The RIST investigators noticed particularly poor performance of the interIsoFoam solver at larger processor counts, which they traced back to a degenerate communication pattern:

Their solution combined a limited communication stencil with MPI broadcasts to avoid many all-to-all and point-to-point communications:

The scale of improvements that they achieved for interIsoFoam is truly impressive: from about 1300s to less than 50s communication time!

Short Overview of Updates

The reworking of Pstream is fairly extensive, but here are few points of interest:

  • new Pstream::broadcast and Pstream::broadcasts operations.

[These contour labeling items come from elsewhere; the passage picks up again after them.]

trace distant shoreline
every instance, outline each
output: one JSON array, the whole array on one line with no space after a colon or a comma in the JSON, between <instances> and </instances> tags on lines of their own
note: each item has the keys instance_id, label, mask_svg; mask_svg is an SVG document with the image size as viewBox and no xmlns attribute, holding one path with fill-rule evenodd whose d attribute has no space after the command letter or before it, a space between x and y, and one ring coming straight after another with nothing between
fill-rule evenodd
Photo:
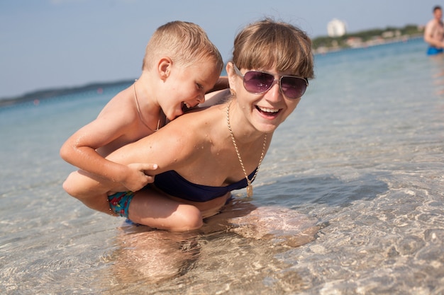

Can replace multiple one-to-many communications with a single MPI_Bcast (based on the work from RIST).
  • tree-based scattering largely replaced with broadcast to leverage network-optimized MPI intrinsics.
  • additional Pstreams access methods, including rewind, peek etc. to improve memory reuse etc.
  • additional PstreamBuffers communication modes, i.e. gather/scatter, neighbour/neighbour and specialised topologically patterns.
  • native MPI min/max/sum reductions for float/double/(u)int32_t/(u)int64_t types.